Take home pay for Oklahoma teachers has increased about 17% since 2018, about half the rate of inflation. Governor Kevin Stitt signed a bill last month raising teacher salaries by $2,000, but when that increase is calculated after taxes, it translates into less than $6 a day.
According to a recent post by The 74,
“’We have to have substantial increases annually to catch up [to the rest of the country],’ said Shawn Hime, executive director of the Oklahoma State School Boards Association and a former assistant state superintendent. He applauds lawmakers for increasing teacher pay 37% since 2018, but high numbers of teachers still either leave the field or depart for other states for better pay. ‘We’re all in the same race, and we started a lap behind.’”
And Oklahoma isn’t close to the bottom when it comes to states that pay their teachers low salaries. Oklahoma ranks 36th in average teacher pay. Louisiana, West Virginia, Missouri, Florida, and Mississippi inhabit the bottom five spots. California pays their teachers the highest salaries in the country, with an average of $101,100.
In addition to struggling salaries, current Oklahoma teachers point to a heightened level of disrespect from student and parents toward teachers as another major reason why current classroom instructors feel under-valued and why the state has an on-going teacher shortage problem.
News flash!
“American Federation of Teachers President Randi Weingarten believes our schools are not ready for the ‘seismic shifts’ that artificial intelligence is bringing.”
In an interview with The 74 this week, Weingarten stated,
“’We’re in the middle of an industrial revolution that’s bigger than the dot.com revolution, and the world is not prepared for it. And our country’s leaders have a laissez-faire attitude about it. So I feel a huge responsibility to try and get it right.’”
It’s nice to see the leader of the second largest teacher’s union step up and say she wants to be part of the solution when it comes to tech in the classroom. But her ideas on how to proceed to a better place are suspect.
“Weingarten has proposed reshaping how U.S. public schools navigate AI in particular and technology more broadly, saying our kids are experiencing a crisis of attention and well-being – and that teachers are getting precious little guidance on how to help young people navigate these challenges.”
“Her proposal: Trim tech use, especially for younger kids, and teach all students how to think critically, communicate, collaborate and persist. ‘One of the worst things we’ve done in education was to call collaboration and communication ‘soft skills,’ she said, ‘because applied learning, problem solving, communication, collaboration, persistence – all of these – are the skills that any young adult is going to need in an AI world. In fact, these are the skills that are going to be much more competitive in an AI world.’”

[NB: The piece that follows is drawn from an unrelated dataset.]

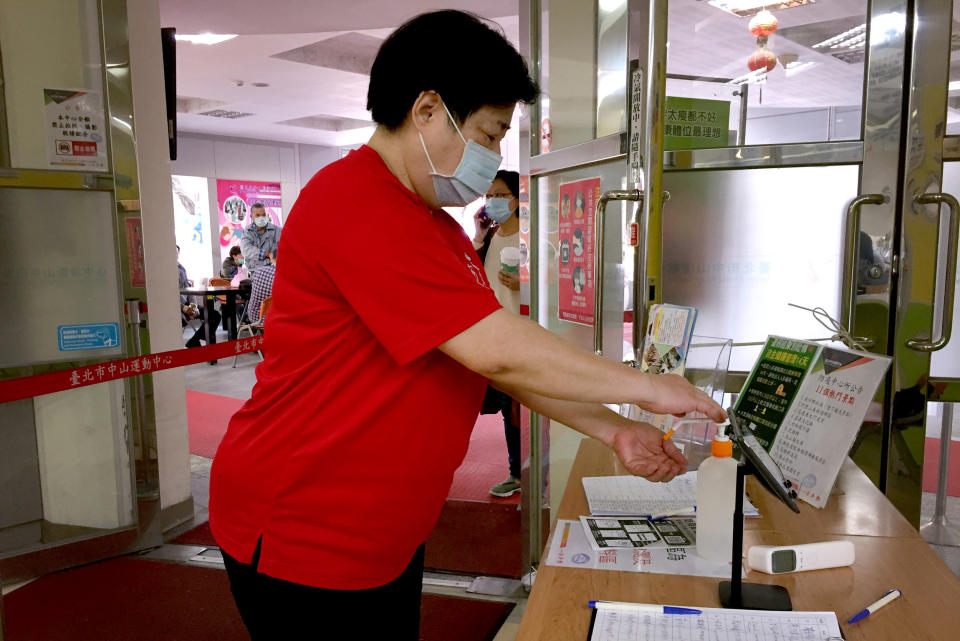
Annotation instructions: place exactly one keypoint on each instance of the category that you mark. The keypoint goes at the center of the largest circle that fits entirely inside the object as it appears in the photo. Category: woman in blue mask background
(497, 226)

Although Weingarten’s comments probably make for good press, the truth of the matter is that the AFT leader comes up short when trying to offer solutions to the current tech challenge.
Stopping today’s tech movement is nearly impossible. While many see artificial intelligence, devices, and social media as threats, more see these technologies as gateways to better lives. I’m afraid the genie is out of the bottle, and even Randi Weingarten can’t put it back in.
Weingarten’s ideas of radically changing the American curriculum, even if we decided to do it, would take decades to achieve. Our modern tech challenge is here today – now.
The best action Weingarten and her AFT could take right now would be to set up a national training academy for teachers to access the best knowledge and skills when it comes to building a learning model using artificial intelligence, devices, and social media as instructional resources. Adult learning leaders desperately need tech training, and organizations like the AFT could be leaders in that movement.
Finally, some good news from our Nation’s Report Card, the National Assessment of Educational Progress. According to a post by The 74,
“Math and reading scores from the ‘Long-Term Trends’ edition of the National Assessment of Educational Progress…offer some of the first proof of recovery from COVID-era learning loss, with the average 9-year-old improving by 4 points since 2022. Surprisingly, those gains were driven in large measure by struggling students, who enjoyed their first major leap in several decades.”
“But 13-year-olds made no similar progress, with scores in both subjects flat or declining for virtually every demographic group. Average performance in reading for these students was no higher than in 1971, when the program was first conducted.”
America’s educational data, year after year, suggests that the reading and math lessons we present to elementary learners produce world-class results. What that data also presents is that the bottom falls out in this nation’s reading and math performance around the time our young learners turn age 12.
So maybe we don’t need a different learning model for our youngest learners. Maybe what we need is a model of learning for our middle school- and high school-aged learners more akin to how our elementary schools operate?